Wessels et al. (29) reported that treatment with metformin at 300 mg/kg/day impaired the in vivo and ex vivo skeletal muscle mitochondrial oxidative capacity in Zucker diabetic fatty rats. A previous study showed that metformin enhanced the PGC1α expression and mitochondrial biogenesis, possibly through AMPK phosphorylation in the skeletal muscle (30). In the present study, a 300 mg/kg/day dose of metformin ameliorated insulin sensitivity and significantly increased mtDNA copy number in soleus diabetic rats compared with controls (P < 0.05).
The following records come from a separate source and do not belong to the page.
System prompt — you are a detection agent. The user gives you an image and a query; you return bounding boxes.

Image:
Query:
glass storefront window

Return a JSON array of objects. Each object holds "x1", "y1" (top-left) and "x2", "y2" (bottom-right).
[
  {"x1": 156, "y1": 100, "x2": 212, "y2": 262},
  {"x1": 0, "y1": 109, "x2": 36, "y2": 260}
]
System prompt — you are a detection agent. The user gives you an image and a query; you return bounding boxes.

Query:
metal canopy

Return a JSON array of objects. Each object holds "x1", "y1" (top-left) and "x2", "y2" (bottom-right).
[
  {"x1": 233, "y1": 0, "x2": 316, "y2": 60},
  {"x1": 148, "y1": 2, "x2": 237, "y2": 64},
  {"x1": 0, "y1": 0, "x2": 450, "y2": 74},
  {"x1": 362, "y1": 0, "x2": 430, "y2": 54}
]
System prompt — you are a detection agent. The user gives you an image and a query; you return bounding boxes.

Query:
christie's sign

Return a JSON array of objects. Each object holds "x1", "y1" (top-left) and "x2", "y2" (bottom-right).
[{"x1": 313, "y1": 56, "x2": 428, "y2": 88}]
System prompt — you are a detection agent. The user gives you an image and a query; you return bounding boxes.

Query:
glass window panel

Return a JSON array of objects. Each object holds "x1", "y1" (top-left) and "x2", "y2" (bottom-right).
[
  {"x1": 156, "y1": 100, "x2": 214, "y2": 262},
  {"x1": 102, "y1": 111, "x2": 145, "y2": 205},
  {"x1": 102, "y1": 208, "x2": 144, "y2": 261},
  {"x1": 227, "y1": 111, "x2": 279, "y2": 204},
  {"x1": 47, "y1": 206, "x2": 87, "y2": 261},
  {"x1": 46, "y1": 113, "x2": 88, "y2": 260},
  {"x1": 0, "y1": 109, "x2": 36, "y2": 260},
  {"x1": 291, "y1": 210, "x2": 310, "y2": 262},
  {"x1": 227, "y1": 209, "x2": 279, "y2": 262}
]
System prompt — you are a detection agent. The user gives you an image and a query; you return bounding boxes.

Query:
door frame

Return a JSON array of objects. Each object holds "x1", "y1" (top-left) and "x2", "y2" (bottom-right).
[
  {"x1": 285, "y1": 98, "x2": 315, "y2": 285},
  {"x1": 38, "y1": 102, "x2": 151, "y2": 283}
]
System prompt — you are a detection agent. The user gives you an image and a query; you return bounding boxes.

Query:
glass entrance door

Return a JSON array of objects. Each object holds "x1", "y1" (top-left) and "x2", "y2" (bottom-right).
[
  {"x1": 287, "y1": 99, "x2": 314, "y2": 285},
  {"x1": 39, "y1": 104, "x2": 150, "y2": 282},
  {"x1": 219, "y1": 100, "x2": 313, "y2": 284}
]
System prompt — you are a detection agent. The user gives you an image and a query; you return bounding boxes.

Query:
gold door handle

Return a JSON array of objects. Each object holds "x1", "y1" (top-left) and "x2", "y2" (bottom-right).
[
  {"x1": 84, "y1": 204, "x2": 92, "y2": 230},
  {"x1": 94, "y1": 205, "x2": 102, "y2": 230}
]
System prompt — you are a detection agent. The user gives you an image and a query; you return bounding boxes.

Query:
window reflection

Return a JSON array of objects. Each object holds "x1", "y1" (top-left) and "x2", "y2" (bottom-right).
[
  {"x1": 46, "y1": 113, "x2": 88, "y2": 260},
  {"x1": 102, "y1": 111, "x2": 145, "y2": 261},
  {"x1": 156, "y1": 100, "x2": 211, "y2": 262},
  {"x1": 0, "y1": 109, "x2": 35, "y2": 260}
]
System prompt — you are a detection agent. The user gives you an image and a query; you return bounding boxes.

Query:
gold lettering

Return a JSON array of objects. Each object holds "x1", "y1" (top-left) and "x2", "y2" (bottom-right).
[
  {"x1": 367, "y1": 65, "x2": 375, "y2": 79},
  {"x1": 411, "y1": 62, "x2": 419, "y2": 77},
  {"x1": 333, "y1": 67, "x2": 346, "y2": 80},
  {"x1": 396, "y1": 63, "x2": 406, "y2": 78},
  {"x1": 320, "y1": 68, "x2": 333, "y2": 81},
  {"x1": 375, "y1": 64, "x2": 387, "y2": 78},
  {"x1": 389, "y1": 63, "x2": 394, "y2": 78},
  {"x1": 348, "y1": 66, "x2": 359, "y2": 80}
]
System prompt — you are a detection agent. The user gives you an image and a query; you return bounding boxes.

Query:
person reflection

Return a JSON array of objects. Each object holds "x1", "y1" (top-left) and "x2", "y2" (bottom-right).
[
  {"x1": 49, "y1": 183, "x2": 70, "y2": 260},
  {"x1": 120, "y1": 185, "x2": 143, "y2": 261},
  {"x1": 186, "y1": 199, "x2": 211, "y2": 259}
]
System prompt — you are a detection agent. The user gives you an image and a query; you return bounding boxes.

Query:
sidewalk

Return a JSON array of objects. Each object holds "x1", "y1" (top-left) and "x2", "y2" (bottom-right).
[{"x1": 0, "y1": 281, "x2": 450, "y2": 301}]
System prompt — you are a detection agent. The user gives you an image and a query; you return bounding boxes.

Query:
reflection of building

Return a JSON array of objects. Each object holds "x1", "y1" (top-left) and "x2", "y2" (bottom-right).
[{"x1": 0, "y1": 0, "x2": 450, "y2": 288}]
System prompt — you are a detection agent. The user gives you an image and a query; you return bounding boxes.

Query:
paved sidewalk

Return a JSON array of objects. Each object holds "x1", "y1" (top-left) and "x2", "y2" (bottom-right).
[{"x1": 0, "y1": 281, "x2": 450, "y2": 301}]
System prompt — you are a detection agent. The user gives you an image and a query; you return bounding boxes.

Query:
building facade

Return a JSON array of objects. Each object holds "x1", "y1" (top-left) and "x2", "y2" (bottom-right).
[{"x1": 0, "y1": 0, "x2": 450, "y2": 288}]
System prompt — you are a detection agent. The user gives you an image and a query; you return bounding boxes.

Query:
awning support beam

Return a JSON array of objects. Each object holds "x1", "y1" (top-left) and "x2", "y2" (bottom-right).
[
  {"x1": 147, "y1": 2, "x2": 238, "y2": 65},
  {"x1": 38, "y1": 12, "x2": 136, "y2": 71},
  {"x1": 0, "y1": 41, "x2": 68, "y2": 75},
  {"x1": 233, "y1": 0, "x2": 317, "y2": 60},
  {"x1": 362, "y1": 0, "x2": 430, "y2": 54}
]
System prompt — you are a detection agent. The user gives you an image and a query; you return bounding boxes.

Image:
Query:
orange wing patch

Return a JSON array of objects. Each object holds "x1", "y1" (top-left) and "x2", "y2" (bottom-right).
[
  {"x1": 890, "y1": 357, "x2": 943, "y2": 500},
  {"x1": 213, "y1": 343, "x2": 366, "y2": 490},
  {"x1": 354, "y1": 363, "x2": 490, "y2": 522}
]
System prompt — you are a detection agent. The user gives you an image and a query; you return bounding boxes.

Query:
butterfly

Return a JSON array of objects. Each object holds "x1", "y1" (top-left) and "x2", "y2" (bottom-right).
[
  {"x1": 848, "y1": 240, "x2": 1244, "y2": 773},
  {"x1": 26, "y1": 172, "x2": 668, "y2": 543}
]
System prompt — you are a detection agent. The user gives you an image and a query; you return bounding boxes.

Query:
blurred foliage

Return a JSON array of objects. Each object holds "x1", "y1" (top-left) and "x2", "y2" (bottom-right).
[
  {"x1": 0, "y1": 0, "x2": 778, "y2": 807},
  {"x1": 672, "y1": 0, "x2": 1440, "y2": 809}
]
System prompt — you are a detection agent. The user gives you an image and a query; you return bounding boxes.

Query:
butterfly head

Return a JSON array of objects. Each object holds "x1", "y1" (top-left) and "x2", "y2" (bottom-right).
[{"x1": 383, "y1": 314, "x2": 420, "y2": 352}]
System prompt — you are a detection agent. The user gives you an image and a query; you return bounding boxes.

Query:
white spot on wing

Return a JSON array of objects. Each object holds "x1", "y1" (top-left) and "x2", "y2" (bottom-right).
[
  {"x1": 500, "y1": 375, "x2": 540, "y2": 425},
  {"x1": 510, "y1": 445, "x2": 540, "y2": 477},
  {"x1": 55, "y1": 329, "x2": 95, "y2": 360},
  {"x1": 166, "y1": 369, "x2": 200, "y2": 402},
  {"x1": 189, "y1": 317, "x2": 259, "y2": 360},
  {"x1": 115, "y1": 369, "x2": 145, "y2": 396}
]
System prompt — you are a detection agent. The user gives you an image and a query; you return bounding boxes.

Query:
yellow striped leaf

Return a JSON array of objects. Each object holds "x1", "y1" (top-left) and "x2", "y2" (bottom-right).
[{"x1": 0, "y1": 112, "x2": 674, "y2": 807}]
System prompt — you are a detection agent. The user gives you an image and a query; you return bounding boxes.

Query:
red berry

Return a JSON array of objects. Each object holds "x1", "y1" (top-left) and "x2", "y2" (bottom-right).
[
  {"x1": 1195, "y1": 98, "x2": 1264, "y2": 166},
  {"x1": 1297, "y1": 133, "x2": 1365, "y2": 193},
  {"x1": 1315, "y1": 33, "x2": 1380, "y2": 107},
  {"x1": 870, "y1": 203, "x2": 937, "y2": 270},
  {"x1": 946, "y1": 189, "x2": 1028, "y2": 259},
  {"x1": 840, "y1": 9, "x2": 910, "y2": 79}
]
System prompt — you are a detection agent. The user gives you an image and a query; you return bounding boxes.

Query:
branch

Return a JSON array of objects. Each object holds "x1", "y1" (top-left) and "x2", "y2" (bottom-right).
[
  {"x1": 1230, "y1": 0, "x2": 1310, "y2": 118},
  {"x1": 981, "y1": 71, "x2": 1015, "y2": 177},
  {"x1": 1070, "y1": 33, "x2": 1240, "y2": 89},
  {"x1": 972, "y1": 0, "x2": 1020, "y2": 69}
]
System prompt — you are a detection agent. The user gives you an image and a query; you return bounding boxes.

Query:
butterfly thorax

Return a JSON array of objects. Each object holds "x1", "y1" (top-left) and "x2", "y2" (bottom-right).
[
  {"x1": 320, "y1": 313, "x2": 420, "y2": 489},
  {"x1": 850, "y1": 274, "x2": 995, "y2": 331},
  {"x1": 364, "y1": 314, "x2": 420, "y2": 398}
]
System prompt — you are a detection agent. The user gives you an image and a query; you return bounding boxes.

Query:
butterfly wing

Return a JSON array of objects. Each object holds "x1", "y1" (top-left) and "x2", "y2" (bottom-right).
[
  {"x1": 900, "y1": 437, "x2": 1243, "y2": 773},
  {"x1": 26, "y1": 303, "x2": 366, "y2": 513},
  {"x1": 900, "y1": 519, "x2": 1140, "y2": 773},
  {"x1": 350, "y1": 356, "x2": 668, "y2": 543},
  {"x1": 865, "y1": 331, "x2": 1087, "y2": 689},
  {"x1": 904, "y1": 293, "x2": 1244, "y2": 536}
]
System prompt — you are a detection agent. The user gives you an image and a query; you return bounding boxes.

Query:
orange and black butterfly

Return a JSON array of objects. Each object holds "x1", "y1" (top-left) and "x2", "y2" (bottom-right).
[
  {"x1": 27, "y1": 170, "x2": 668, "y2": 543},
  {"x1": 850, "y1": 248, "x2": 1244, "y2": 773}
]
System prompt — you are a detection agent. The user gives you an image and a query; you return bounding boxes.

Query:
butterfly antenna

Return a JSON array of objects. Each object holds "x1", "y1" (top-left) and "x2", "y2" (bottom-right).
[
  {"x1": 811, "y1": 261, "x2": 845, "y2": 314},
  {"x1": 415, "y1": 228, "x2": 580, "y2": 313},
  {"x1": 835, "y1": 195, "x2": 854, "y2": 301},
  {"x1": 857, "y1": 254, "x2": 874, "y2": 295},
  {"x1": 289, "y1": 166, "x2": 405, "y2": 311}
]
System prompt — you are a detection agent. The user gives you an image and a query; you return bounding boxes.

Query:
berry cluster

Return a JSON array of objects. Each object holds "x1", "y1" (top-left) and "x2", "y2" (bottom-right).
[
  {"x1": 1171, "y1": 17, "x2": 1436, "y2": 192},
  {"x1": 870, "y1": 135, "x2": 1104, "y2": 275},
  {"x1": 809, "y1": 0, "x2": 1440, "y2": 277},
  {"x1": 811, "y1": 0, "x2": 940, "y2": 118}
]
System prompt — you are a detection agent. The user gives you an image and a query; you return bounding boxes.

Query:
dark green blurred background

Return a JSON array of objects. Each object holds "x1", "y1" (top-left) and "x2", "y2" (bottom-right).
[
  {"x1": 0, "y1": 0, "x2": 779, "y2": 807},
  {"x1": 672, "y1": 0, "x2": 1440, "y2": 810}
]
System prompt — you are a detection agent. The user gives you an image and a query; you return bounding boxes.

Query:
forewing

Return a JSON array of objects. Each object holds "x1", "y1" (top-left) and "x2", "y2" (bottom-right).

Analysis of mtDNA copy number in the gastrocnemius showed similar results between the metformin group and extract group at all doses, in which mtDNA copy number in the gastrocnemius increase by approximately 1.5 times compared with the diabetic group but did not significantly differ from the normal group. The activity of metformin and T. diversifolia extracts in the gastrocnemius muscle may only restore the mtDNA ratio to normal conditions. Moreover, the extract’s effect at increasing mtDNA copy number may be achieved at a starting dose of 100 mg/kg/day. At this dose, the mtDNA ratio in the soleus increased up to 3 times that of the normal group. Interestingly, the ability of the 100 mg/kg/day to increase the mtDNA ratio was greater compared with the 150 mg/kg/day dose (P < 0.001). Therefore, it is possible that increasing the dose of T. diversifolia extracts increases activity only to the optimal level. Chunudom et al. (31) also reported that T. diversifolia extracts at a dose of 100 mg/kg could increase GLUT2 expression in diabetic rat liver.

An in vitro study of T. diversifolia showed an influence on AMPK activation (8) and that it acts as a PPARα/γ agonist (7). Phosphorylated-AMPK is one pathway that activated during mitochondrial biogenesis (9). Therefore, studies are needed to identify the underlying mechanism of T. diversifolia in mitochondrial biogenesis, which in the present study, was shown to increase mtDNA copy number.

Conclusion

A standardised extract of T. diversifolia showed anti-diabetic activity by improving insulin resistance and increasing mtDNA copy number, which suggests an improvement in mitochondrial biogenesis. However, further studies are needed to clarify the mechanism of T. diversifolia in improving insulin resistance as it relates to mitochondrial biogenesis.